Next, we will define the model of our Grid World; how transitions and rewards are generated from actions. Lets start by defining a map of our grid world, that matches the Grid World image we used earlier in the tutorial (an 11x11 world split into 4 "rooms"). We will define this map using a 2D int array, with the first dimension representing x, and the second dimension representing y. Add the following to your ExampleGridWorld domain generator class:
//ordered so first dimension is x protected int [][] map = new int[][]{ {0,0,0,0,0,1,0,0,0,0,0}, {0,0,0,0,0,0,0,0,0,0,0}, {0,0,0,0,0,1,0,0,0,0,0}, {0,0,0,0,0,1,0,0,0,0,0}, {0,0,0,0,0,1,0,0,0,0,0}, {1,0,1,1,1,1,1,1,0,1,1}, {0,0,0,0,1,0,0,0,0,0,0}, {0,0,0,0,1,0,0,0,0,0,0}, {0,0,0,0,0,0,0,0,0,0,0}, {0,0,0,0,1,0,0,0,0,0,0}, {0,0,0,0,1,0,0,0,0,0,0}, };
To define our Grid World Model, we're going to use a FactoredModel implemention that is provided with BURLAP. A FactoredModel is a model that divides its duties into three components: a SampleStateModel, which defines the state transitions; a RewardFunction, which defines the rewards for given state transitions; and a TerminalFunction, which defines which states are terminal states of the MDP. Most domains in BURLAP use a FactoredModel, because it is often the case that clients will want to change the task of a domain (defined by the reward function and terminal state), but not the "physics" of the domain (how state transitions occur).
Lets start with the most complex part: the state model. Just as there is a SampleModel and a FullModel for the complete model, where the SampleModel merely samples transitions and a FullModel can also enumerate the probability distribution, a state model also has a SampleStateModel and a FullStateModel. We will implement the FullStateModel. Below, we've defined an inner class to ExampleGridWorld for our FullStateModel, with the required methods left as unimplemented, which we will walk through.
protected class GridWorldStateModel implements FullStateModel{ @Override public List<StateTransitionProb> stateTransitions(State s, Action a) { return null; } @Override public State sample(State s, Action a) { return null; } }
We're going to define our domain so that our four (north, south, east, west) actions are stochastic: with 0.8 probability they will go in the intended direction, and with 0.2 probability, it will randomly go in one of the other directions. To encode this stochasticity, lets define a matrix of direction transition probabilities for each action, so that the first dimension indexes by the selected action, and the next dimension indexes by the actual direction the agent will move, with the values specifying the movement in that direction, given the action selected. We will also implement a constructor that fills out this matrix, which will have 0.8 along the diagonal, and 0.8/3 on the off-diagonal elements. Note that each row will sum to 1, making it a proper probability distribution.

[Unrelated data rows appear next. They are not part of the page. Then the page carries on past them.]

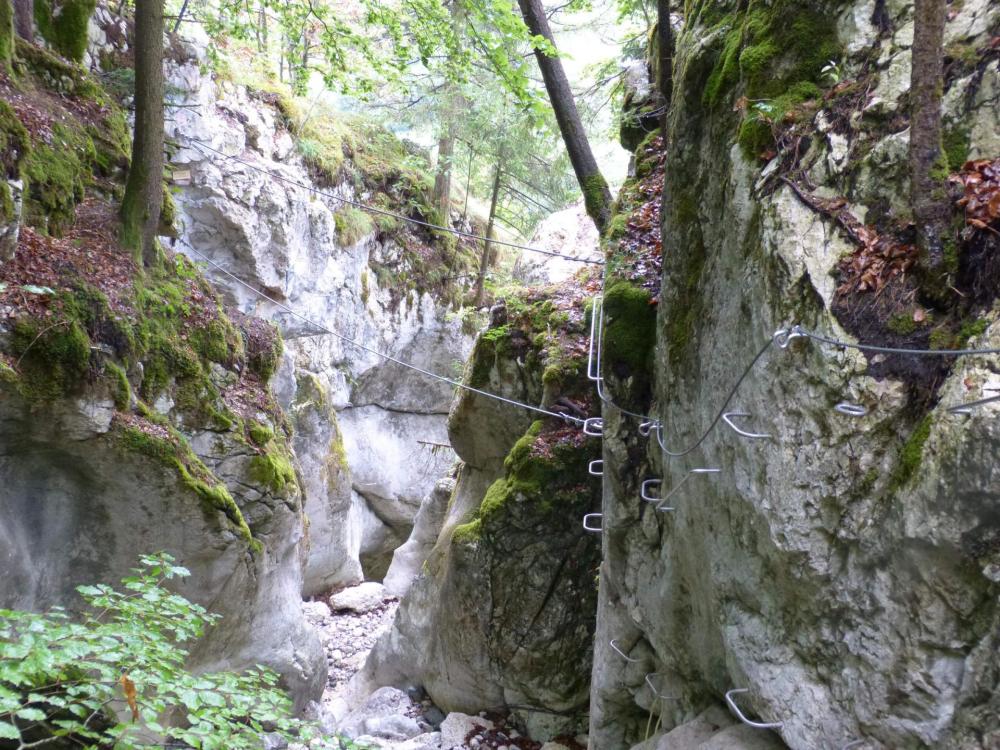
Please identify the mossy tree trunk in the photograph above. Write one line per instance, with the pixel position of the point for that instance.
(480, 292)
(596, 195)
(144, 188)
(24, 19)
(6, 34)
(929, 171)
(442, 175)
(665, 59)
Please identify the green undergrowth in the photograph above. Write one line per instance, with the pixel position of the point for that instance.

protected double [][] transitionProbs; public GridWorldStateModel() { this.transitionProbs = new double[4][4]; for(int i = 0; i < 4; i++){ for(int j = 0; j < 4; j++){ double p = i != j ? 0.2/3 : 0.8; transitionProbs[i][j] = p; } } }
Our actions in this domain will be represented with String names (we could alternatively make Actions that are defined by int values, but for simplicity and descriptive reasons, we will use String names). Therefore, we will first want to define a method that converts an action name into an int index for the direction transition matrix we defined:
protected int actionDir(Action a){ int adir = -1; if(a.actionName().equals(ACTION_NORTH)){ adir = 0; } else if(a.actionName().equals(ACTION_SOUTH)){ adir = 1; } else if(a.actionName().equals(ACTION_EAST)){ adir = 2; } else if(a.actionName().equals(ACTION_WEST)){ adir = 3; } return adir; }
When we either sample a state transition, or enumerate all possible outcomes, we will want to query the outcome of the agent moving in some direction. Lets add a method for doing that now.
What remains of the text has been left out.